Q: Can you tell us something about sports activism in the years between 1968 and today?

Brown: Although there was not a single political movement that coalesced protest in those years, there were actions that have a lot of continuity with what’s happening with the national anthem protests today. But the biggest type of activism between John Carlos and Tommie Smith and today was cultural and aesthetic activism that arose from the hip-hop movement. The person best known for defying the cultural norms restricting black players and their image was Allen Iverson with his big afro or cornrows, his big jerseys and chains, all cultural materials popular in inner city black communities. The league did not want this as their image and banned all these with a dress code so obviously targeted that it was nicknamed the Iverson rule. Iverson was resisting the rejection of black culture by the NBA just by showing up with these authentic black cultural materials.

Q: Is there something unique about sports figures that gives athletes a special platform for activism?

Brown: Anyone in a prominent position can use their popularity to bring attention to issues that matter to people in their community. But sports figures have a unique opportunity because sports cuts across so many communities. Musicians, for instance, can really only speak to the particular demographic that their music appeals to, but sports cuts across all demographics and provides a platform like no other for athletes to voice concerns about issues to folks in different circumstances.

Q: It seems that some athletes have paid a high price for their activism. Can you speak about that?

Brown: Activism in general makes people uncomfortable, so they usually ignore it if they can. In sports, it is particularly hard to ignore because it disrupts people’s enjoyment of their entertainment. On one hand, the disruption makes activism its most powerful, but it also makes the resistance to it more potent. Athletes feel the oppression of their actions through the public’s social commentary, but also from the team ownership. With a high percentage of black athletes in many sports and a high percentage of white decision makers, there are both social and employment repercussions.
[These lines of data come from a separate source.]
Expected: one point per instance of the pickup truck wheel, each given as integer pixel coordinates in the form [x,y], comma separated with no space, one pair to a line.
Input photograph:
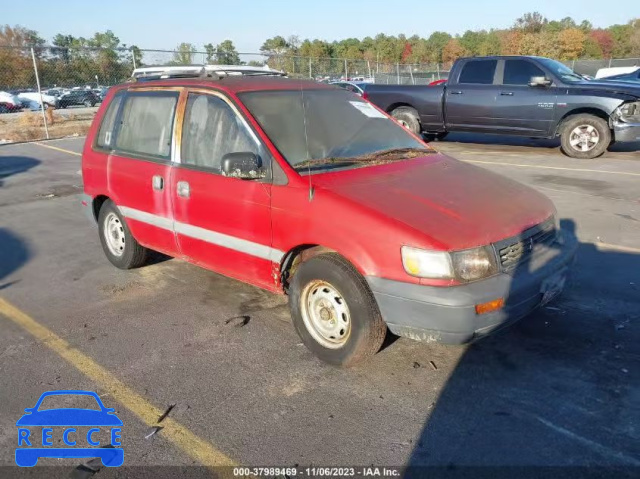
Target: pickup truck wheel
[585,136]
[119,245]
[408,117]
[334,311]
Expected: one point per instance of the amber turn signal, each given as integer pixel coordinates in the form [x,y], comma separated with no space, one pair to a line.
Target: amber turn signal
[490,306]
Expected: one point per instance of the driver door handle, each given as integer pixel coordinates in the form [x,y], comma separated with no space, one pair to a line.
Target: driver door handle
[183,190]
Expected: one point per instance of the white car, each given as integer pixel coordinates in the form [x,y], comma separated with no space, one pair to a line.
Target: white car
[607,72]
[9,102]
[32,99]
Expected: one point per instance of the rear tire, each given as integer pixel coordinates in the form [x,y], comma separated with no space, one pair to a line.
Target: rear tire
[409,118]
[585,136]
[119,245]
[334,311]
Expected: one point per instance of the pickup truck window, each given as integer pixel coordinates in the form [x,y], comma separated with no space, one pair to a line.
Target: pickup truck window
[479,72]
[519,72]
[316,125]
[562,71]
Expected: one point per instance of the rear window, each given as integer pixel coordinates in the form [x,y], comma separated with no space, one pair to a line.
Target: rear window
[105,133]
[147,123]
[479,72]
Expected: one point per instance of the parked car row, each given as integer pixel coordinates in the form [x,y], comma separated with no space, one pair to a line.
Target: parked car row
[533,97]
[18,100]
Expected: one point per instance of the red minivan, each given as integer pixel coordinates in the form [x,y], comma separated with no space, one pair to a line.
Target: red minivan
[308,190]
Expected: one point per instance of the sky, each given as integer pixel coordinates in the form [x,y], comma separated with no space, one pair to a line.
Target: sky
[163,25]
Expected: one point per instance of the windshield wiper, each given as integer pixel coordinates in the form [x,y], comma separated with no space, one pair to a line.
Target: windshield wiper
[382,156]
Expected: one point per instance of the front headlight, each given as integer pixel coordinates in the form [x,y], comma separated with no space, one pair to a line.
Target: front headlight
[427,264]
[630,112]
[467,265]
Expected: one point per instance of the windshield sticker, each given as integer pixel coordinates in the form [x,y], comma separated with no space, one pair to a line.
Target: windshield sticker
[367,109]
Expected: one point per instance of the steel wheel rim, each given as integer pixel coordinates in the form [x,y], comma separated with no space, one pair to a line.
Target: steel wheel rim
[114,234]
[325,314]
[584,138]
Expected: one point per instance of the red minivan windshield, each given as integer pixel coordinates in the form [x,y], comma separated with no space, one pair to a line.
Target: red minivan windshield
[322,129]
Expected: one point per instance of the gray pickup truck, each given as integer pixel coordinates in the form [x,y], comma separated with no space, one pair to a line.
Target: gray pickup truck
[518,95]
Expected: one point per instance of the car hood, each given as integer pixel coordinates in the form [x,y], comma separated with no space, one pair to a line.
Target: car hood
[611,86]
[69,417]
[455,204]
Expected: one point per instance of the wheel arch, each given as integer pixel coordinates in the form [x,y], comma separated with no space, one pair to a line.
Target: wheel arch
[299,254]
[580,111]
[96,205]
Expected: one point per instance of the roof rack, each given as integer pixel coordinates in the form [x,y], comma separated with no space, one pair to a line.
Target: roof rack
[217,72]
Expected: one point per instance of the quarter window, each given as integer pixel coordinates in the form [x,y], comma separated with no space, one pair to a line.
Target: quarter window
[479,72]
[146,123]
[519,72]
[211,130]
[105,133]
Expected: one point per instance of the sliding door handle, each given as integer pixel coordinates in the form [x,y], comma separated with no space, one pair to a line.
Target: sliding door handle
[157,182]
[183,189]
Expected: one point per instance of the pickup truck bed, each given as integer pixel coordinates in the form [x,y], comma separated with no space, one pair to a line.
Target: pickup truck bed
[525,96]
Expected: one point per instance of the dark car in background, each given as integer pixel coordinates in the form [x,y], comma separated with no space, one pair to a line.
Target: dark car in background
[355,87]
[526,96]
[79,97]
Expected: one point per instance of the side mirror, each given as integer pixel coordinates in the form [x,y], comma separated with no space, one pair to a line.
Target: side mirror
[539,81]
[243,164]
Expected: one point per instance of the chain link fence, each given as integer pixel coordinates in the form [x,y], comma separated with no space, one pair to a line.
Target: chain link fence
[51,92]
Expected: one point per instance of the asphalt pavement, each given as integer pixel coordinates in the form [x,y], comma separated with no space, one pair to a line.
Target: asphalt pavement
[559,392]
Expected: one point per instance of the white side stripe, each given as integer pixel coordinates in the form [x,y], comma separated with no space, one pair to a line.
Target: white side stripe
[213,237]
[143,216]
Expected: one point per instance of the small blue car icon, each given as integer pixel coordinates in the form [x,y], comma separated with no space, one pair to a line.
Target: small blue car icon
[27,455]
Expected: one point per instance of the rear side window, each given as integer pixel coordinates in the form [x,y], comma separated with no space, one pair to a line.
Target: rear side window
[105,133]
[479,72]
[211,130]
[519,72]
[146,123]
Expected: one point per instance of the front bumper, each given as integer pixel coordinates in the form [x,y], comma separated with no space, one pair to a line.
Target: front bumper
[448,315]
[626,131]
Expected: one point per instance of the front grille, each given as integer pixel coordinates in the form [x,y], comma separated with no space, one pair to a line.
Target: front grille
[514,251]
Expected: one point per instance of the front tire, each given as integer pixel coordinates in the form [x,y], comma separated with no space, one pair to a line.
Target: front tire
[408,117]
[585,136]
[119,245]
[334,311]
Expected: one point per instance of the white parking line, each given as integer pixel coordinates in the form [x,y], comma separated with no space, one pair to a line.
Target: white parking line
[583,170]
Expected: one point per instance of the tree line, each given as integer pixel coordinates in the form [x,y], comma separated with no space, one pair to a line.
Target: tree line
[531,34]
[75,60]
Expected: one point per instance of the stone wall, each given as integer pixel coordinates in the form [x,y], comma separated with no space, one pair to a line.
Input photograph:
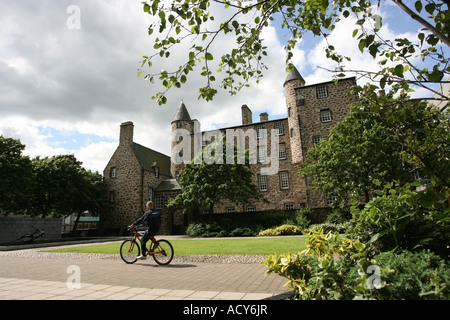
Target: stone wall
[11,228]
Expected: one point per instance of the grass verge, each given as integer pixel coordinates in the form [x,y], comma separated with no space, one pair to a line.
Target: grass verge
[253,246]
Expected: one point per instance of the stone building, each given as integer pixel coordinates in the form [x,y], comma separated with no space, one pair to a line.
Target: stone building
[136,173]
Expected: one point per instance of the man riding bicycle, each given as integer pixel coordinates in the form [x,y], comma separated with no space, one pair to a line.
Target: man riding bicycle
[153,219]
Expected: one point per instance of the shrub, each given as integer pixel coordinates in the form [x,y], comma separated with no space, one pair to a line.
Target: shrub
[328,227]
[335,267]
[283,230]
[242,232]
[401,218]
[412,276]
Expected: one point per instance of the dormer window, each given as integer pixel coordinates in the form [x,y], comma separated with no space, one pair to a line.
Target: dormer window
[322,91]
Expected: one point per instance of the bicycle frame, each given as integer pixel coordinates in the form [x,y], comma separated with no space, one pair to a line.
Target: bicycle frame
[138,235]
[161,250]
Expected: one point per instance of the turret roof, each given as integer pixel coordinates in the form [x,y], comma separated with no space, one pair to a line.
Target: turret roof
[182,113]
[293,74]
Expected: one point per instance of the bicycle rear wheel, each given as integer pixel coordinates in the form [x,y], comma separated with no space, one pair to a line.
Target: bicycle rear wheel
[129,251]
[163,252]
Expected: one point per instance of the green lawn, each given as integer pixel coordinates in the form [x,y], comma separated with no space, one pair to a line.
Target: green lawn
[262,245]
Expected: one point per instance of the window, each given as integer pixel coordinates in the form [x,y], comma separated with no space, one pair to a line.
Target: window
[316,140]
[262,154]
[282,151]
[288,206]
[262,180]
[322,91]
[259,132]
[159,202]
[279,128]
[284,180]
[325,115]
[331,199]
[112,196]
[150,194]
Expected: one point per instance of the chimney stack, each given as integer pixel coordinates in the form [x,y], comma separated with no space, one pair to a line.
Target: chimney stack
[126,133]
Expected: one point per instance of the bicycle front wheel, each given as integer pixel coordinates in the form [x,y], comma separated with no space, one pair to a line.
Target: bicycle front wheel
[163,252]
[129,251]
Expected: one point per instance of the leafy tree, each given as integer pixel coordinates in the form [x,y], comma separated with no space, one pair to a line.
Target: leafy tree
[193,22]
[206,183]
[64,187]
[422,130]
[359,151]
[16,177]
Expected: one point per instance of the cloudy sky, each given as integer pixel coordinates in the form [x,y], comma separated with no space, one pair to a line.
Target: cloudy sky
[68,77]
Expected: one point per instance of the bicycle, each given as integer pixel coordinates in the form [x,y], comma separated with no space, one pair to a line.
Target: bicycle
[161,250]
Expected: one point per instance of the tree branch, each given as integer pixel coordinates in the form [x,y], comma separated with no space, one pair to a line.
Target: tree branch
[423,22]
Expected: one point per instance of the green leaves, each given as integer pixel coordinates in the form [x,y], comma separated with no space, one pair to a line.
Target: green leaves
[401,61]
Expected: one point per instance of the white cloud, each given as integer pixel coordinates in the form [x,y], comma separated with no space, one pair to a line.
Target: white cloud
[79,85]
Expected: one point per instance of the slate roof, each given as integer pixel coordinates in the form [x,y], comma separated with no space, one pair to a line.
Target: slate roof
[149,159]
[168,185]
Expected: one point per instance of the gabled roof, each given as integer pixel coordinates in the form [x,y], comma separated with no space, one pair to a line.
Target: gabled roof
[149,159]
[182,114]
[168,185]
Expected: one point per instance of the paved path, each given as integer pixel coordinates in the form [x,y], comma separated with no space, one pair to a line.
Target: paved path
[47,277]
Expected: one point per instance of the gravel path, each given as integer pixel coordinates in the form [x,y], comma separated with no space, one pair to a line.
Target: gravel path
[212,258]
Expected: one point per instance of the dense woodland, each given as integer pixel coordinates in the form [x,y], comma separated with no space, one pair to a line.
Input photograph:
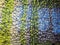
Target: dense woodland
[29,21]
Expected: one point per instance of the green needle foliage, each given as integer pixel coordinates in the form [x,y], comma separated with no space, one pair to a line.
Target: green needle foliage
[6,22]
[23,27]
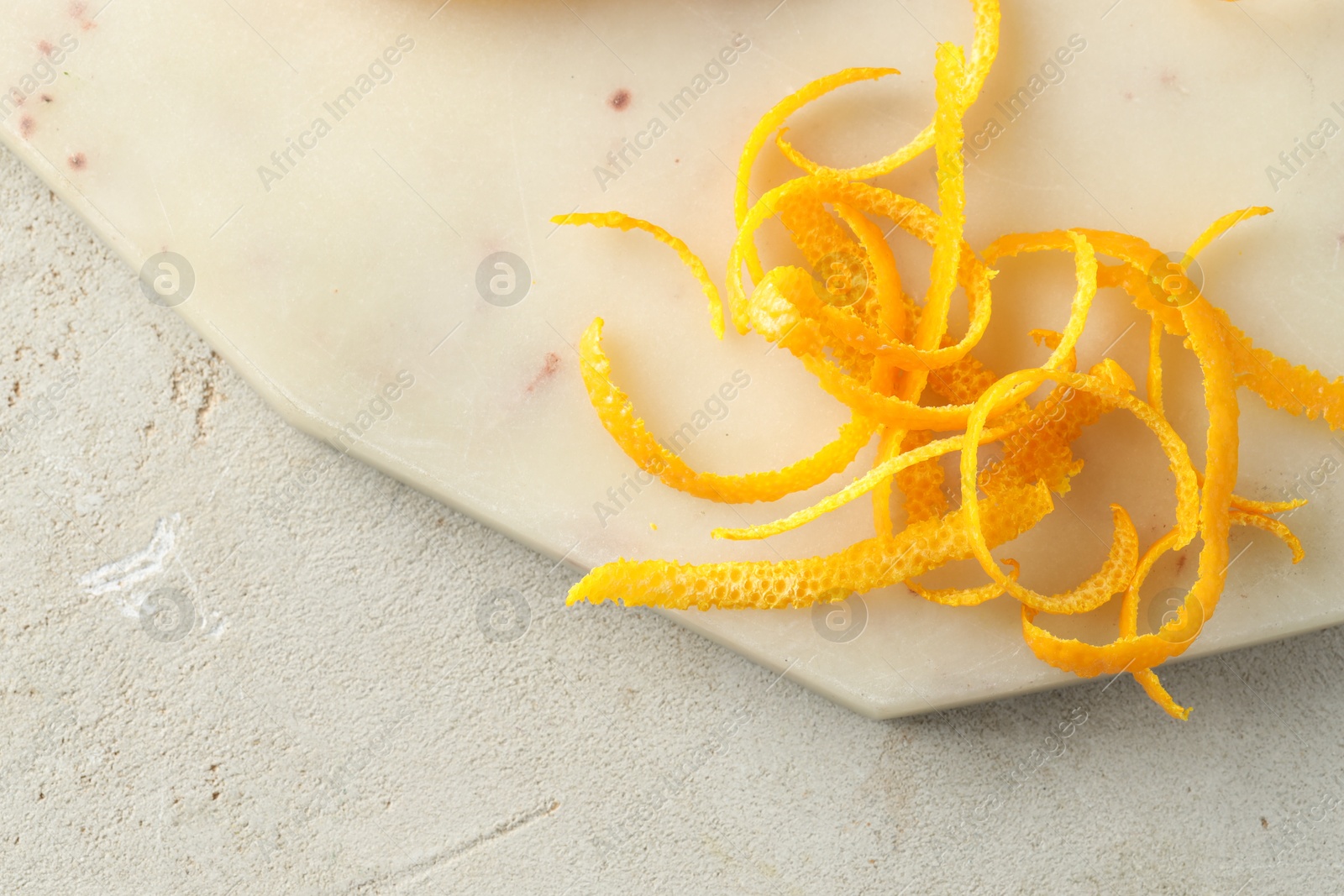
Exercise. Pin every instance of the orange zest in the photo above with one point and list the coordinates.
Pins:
(891, 360)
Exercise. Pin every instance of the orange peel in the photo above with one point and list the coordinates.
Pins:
(890, 359)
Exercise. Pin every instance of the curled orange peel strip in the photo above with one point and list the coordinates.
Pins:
(890, 358)
(984, 49)
(617, 414)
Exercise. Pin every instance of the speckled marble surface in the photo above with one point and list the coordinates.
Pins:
(338, 721)
(333, 701)
(340, 204)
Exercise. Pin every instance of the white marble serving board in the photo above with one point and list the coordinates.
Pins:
(346, 273)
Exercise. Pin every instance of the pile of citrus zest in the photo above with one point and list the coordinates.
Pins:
(924, 394)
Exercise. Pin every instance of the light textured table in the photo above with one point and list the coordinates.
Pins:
(340, 719)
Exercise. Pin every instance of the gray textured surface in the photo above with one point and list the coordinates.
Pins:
(336, 720)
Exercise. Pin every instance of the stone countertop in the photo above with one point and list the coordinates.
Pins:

Q: What are the intersections of race and sports activism?

Brown: The bigger issue here is that throughout history, black people have been fighting against oppression, fighting for their liberation. When we look back, we honor those who have fought against slavery and lynchings, struggled in the civil rights movement. But here we are today, with black people fighting against oppression and for their liberation, and every step of the way people are telling them they are wrong. I think that when we look back we will see that this was a fight for equality. People applaud black athletes when they conform to stereotypes set out for them, but object when they become more than people expect by articulating a philosophical position. When they step out of the degrading boxes they are relegated to, it leads to comments like, “Shut up and dribble.” Black athletes’ activism is not only them resisting oppression and voicing displeasure with systemic societal problems, it is resisting the very stereotypes imposed on black people.